Pre-processing consisted of the following steps: locating and extracting the child responses from the recordings; determining certain syllable, word, or phonetic segment boundaries (depending on the task and measure used; discussed in detail below); and extracting acoustic features, including (i) fundamental frequency, or F0, using the Snack Sound Toolkit (2006), and (ii) amplitude (in dB) in four formant range based passbands (B1(t): 60-1200 Hz, B2(t): 1200-3100 Hz, B3(t): 3100-4000 Hz, B4(t): 4000-8000 Hz). These passbands are based on Lee et al. (1999, Table III), using formant ranges for 5-year olds. The amplitude trajectories B1(t), …, B4(t) are transformed into two new measures: B(t), the amplitude averaged over the four passbands, defined as 0.25*[B1(t)+ …+ B4(t)]; and a spectral balance vector consisting of bj(t), the mean-corrected energies, defined as bj(t)=Bj(t)-B(t), for j=1,…,4.

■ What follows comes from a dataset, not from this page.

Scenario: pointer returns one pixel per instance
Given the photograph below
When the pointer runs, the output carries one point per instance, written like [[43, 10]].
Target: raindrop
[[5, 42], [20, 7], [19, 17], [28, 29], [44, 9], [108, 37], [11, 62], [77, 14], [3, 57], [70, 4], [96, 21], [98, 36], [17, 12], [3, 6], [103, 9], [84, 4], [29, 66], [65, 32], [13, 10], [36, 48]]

Spectral balance, thus defined, has a number of useful properties. (i) It is gain invariant, i.e., multiplication of the input signal by a constant has no effect. To a first order of approximation, this makes these features robust with respect to factors such as the gain setting of the hardware and the proximity of the speaker to the microphone. The same is obviously not true for B(t). However, the prosodic minimal pairs approach can be expected to reduce the effects of these factors since they do not vary substantially within a session and hence approximately have the same values in the two utterances making up a prosodic minimal pair. (ii) Spectral balance should not be confused with spectral tilt defined as, e.g., the slope of a line fitted to the log power spectrum. As we shall see in the analysis of affect in Section 4.8, certain affects are associated with high values of b1 and b4 and low values of b2 and b3, while other affects have the opposite pattern. This difference cannot be captured by spectral tilt. (iii) The advantage of using formant frequency-based passbands is that it reduces effects on these measures of articulatory variability. If nominally the same vowel is pronounced differently in the two utterances making up a prosodic minimal pair, resulting in different formant frequencies, this will have limited effects on the spectral balance vector because of the way we selected the passbands.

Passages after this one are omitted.